Au lieu de dire « ce sont toujours les mêmes qui commandent »
qu’est-ce-que tu attends pour mettre la main à la pâte ?

En toi l ‘esprit est à l’œuvre.
Baptisé(e), toi aussi, tu es en mission.
Allez, vas-y, tu le sais, tu es doué(e).

Robert Riber

Homélie du dimanche 11 octobre

Évangile de Jésus Christ selon saint Matthieu
En ce temps-là, Jésus se mit de nouveau à parler aux grands prêtres et aux pharisiens, et il
leur dit en paraboles : « Le royaume des Cieux est comparable à un roi qui célébra les
noces de son fils. Il envoya ses serviteurs appeler à la noce les invités, mais ceux-ci ne
voulaient pas venir. Il envoya encore d’autres serviteurs dire aux invités : ‘Voilà : j’ai
préparé mon banquet, mes bœufs et mes bêtes grasses sont égorgés ; tout est prêt : venez à
la noce.’ Mais ils n’en tinrent aucun compte et s’en allèrent, l’un à son champ, l’autre à son commerce ; les autres empoignèrent les serviteurs, les maltraitèrent et les tuèrent. Le roi se mit en colère, il envoya ses troupes, fit périr les meurtriers et incendia leur ville. Alors il dit à ses serviteurs : ‘Le repas de noce est prêt, mais les invités n’en étaient pas dignes. Allez donc aux croisées des chemins : tous ceux que vous trouverez, invitez-les à la noce.’

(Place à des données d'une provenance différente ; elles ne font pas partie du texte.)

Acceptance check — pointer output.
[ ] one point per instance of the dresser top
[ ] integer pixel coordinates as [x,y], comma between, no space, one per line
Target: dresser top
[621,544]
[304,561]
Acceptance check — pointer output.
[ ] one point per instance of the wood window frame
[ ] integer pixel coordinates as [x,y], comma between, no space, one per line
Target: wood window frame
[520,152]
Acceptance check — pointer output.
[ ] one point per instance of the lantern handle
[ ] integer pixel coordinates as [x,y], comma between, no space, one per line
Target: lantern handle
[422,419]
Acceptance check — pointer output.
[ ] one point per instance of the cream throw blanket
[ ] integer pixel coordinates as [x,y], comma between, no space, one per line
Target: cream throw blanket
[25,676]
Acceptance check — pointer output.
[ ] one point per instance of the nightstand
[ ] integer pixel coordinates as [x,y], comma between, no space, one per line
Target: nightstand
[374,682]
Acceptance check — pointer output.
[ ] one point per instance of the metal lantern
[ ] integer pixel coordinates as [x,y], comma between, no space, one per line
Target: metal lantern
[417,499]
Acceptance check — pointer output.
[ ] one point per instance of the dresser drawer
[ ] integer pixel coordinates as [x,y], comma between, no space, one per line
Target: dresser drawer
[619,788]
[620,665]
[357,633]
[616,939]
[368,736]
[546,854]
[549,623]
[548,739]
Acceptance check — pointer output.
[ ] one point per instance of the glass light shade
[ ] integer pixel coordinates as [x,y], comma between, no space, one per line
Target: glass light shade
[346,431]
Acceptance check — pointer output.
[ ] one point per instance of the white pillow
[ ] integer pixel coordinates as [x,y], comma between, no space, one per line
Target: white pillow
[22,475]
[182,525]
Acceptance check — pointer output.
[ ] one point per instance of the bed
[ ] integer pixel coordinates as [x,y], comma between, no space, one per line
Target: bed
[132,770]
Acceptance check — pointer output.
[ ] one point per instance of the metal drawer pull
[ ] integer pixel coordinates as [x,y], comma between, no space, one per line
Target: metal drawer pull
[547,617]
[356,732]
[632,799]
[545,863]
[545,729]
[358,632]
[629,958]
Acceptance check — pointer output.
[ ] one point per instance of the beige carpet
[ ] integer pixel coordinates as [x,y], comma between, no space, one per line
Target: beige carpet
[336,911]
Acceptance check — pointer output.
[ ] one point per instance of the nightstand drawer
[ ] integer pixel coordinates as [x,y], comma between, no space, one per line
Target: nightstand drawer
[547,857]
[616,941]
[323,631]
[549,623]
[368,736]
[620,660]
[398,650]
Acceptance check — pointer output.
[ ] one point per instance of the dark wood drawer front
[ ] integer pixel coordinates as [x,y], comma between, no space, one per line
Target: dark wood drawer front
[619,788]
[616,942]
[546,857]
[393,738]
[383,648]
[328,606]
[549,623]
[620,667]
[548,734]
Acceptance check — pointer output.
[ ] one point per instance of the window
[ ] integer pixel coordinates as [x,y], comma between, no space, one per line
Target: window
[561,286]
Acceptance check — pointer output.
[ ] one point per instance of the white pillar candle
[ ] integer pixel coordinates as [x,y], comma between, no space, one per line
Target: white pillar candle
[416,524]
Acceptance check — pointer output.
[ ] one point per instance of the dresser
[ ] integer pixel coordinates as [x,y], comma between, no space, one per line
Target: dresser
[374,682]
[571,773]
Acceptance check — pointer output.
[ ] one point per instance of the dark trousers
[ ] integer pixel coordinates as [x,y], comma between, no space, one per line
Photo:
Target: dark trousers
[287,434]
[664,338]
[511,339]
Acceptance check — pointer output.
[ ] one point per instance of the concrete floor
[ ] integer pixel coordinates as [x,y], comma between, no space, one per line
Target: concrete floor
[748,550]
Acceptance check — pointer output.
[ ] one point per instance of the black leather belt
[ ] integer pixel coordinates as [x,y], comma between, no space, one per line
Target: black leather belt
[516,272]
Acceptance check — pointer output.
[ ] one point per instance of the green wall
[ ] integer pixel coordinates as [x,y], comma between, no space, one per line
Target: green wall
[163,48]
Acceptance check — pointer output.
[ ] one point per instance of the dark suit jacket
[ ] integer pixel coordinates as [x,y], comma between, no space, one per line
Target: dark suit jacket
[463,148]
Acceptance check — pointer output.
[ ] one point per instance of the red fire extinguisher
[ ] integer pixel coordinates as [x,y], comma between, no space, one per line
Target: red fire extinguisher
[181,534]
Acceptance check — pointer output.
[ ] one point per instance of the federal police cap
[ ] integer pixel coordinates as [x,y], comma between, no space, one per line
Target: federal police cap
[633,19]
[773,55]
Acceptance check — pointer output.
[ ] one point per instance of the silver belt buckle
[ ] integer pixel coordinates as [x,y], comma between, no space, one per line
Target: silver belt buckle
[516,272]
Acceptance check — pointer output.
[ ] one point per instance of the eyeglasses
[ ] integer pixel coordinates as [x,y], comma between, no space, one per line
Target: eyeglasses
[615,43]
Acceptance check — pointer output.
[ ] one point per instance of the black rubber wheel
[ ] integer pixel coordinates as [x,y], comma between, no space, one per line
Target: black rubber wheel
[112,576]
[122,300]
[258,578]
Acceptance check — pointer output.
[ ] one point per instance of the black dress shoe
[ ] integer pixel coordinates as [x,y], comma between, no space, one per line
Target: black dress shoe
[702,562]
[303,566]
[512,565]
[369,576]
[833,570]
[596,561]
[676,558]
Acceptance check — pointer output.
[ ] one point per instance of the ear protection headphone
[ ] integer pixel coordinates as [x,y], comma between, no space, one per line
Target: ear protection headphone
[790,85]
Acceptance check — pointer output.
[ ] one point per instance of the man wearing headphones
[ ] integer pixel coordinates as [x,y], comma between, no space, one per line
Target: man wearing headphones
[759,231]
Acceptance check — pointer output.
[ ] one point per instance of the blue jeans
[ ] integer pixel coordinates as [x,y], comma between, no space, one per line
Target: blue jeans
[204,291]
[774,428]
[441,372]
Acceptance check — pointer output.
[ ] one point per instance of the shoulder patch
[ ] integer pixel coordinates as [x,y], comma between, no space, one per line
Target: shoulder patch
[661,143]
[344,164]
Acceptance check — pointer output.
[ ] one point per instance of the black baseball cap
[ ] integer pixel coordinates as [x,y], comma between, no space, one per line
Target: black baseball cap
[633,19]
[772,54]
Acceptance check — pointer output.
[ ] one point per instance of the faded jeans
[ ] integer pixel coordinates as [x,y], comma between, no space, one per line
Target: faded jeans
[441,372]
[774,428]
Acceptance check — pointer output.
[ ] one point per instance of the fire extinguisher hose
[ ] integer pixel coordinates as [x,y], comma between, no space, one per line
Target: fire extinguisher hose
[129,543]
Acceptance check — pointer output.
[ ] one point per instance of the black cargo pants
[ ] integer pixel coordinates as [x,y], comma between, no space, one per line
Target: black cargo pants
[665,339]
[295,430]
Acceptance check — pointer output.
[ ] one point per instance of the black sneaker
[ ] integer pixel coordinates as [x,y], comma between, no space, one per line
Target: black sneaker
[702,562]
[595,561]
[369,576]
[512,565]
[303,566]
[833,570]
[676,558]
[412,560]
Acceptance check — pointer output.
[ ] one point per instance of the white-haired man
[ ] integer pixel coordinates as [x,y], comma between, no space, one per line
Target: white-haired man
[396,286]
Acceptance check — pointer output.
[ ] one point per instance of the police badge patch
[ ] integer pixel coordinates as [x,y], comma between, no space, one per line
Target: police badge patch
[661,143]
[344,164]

Les serviteurs allèrent sur les chemins, rassemblèrent tous ceux qu’ils trouvèrent, les mauvais comme les bons, et la salle de noce fut remplie de convives. Le roi entra pour examiner les convives, et là il vit un homme qui ne portait pas le vêtement de noce. Il lui dit : ‘Mon ami, comment es-tu entré ici, sans avoir le vêtement de noce ?’ L’autre garda le silence. Alors le roi dit aux serviteurs : ‘Jetez-le, pieds et poings liés, dans les ténèbres du dehors ; là, il y aura des pleurs et des grincements de dents.’ Car beaucoup sont appelés, mais peu sont élus. »

Homélie

A entendre le Seigneur Jésus nous entretenir ce dimanche, il en va du royaume de Dieu
comme d’une noce. Et pour que le mariage soit réussi il faut s’y prendre longtemps à
l’avance et bien soigner la préparation. Il faut veiller à trois choses importantes : envoyer
les invitations, choisir et préparer le repas et se procurer la tenue de fête adéquate. Je
voudrais avec vous ce matin revenir sur ces 3 moments là.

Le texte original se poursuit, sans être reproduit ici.